El afinador de terremotos

El afinador de terremotosA tono con su título, El afinador de terremotos es una película bizarra. Proyectada fuera del circuito comercial (los interesados sólo podrán verla en el Malba), esta coproducción anglo-germano-francesa desafía los criterios estéticos y narrativos del cine convencional contemporáneo. De ahí que la propuesta corra ciertos riesgos de aburrir, cuando no de disgustar, a algunos espectadores.
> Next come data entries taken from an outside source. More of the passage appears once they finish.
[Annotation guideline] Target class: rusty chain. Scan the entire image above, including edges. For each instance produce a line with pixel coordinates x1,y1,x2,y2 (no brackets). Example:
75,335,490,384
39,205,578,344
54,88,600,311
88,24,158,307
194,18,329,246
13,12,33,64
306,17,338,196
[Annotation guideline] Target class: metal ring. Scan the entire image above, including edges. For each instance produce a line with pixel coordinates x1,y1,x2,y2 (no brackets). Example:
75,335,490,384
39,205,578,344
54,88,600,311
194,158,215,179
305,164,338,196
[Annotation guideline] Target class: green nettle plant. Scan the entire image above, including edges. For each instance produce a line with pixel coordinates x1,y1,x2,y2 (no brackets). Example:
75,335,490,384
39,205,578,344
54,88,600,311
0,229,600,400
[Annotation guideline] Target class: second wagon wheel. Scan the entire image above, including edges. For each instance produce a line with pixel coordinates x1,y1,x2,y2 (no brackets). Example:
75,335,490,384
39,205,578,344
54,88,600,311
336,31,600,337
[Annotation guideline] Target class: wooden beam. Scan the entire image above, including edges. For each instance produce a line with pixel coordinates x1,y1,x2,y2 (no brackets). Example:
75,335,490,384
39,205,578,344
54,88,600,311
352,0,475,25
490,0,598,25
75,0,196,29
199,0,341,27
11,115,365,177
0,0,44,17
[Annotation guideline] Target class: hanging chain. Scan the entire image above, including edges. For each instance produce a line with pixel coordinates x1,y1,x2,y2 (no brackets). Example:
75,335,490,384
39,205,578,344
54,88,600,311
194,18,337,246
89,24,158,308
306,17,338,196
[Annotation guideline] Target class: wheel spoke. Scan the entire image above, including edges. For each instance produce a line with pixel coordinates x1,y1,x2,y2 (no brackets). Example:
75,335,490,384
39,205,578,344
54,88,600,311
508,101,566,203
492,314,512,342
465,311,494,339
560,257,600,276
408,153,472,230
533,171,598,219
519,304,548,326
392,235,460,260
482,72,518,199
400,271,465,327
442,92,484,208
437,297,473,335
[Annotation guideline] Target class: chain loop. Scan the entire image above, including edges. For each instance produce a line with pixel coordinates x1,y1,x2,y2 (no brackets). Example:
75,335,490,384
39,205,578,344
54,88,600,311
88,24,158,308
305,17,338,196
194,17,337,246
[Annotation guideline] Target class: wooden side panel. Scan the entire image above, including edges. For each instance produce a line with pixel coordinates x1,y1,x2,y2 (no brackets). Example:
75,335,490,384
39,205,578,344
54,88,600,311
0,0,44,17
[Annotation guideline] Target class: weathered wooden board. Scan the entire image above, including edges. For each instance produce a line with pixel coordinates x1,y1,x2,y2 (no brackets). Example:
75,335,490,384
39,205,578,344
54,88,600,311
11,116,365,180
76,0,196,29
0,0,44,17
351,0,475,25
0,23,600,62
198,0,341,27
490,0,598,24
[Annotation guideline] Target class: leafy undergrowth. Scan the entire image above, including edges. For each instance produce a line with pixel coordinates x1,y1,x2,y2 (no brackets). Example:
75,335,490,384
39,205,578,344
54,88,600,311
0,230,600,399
Atención. La advertencia no busca afirmar que el film de los hermanos Stephen y Timothy Quay efectivamente resulta aburrido y/o desagradable. Al contrario, éste un ejercicio cinematográfico que nos invita a emprender una aventura onírica, surrealista, experimental. Sólo es cuestión de dejarse llevar… y disfrutar.  

Un poco como La canción más triste del mundo y La antena, El afinador de terremotos también les rinde homenaje al séptimo arte de antaño, a directores que cuestionaron el positivismo de su época a partir de obras cargadas de poesía, de ensueño, de luces y sombras ajenas al iluminismo racionalista.

Aquí el protagonismo otorgado a un psiquiatra recluido en una isla misteriosa y obsesionado por la pretendida perfección de sus autómatas coloca a la ciencia en el terreno de la locura y de la (auto)destrucción. Probablemente inspirados en los maestros Méliès y Murnau, los Quay recurren a la animación típica de los caleidoscopios, de las esferas de cristal con nieve, de los títeres, en suma, de artes visuales y escénicas anteriores al cine mismo.

Las actuaciones también resultan anacrónicas (que se entienda bien: «anacrónicas» no en un sentido peyorativo, sino como un simple contraste respecto de nuestro presente). Sin embargo, Amira Casar, Assumpta Serna, Gottfried John y César Saracho logran transmitir un erotismo particular (ese erotismo que apenas sugieren algunos sueños).

Además de citar a los pioneros del cine, El afinador… también posee una fuerte impronta literaria (la mención del terremoto de Lisboa nos hace pensar en el Cándido de Voltaire) y plástica (algunas escenas donde intervienen los autómatas parecen cuadros de Dalí). El collage artístico es quizás el mayor responsable de ese toque bizarro que, para algunos, resultará desagradable y/o aburrido y, para otros (me incluyo), oportunamente saludable.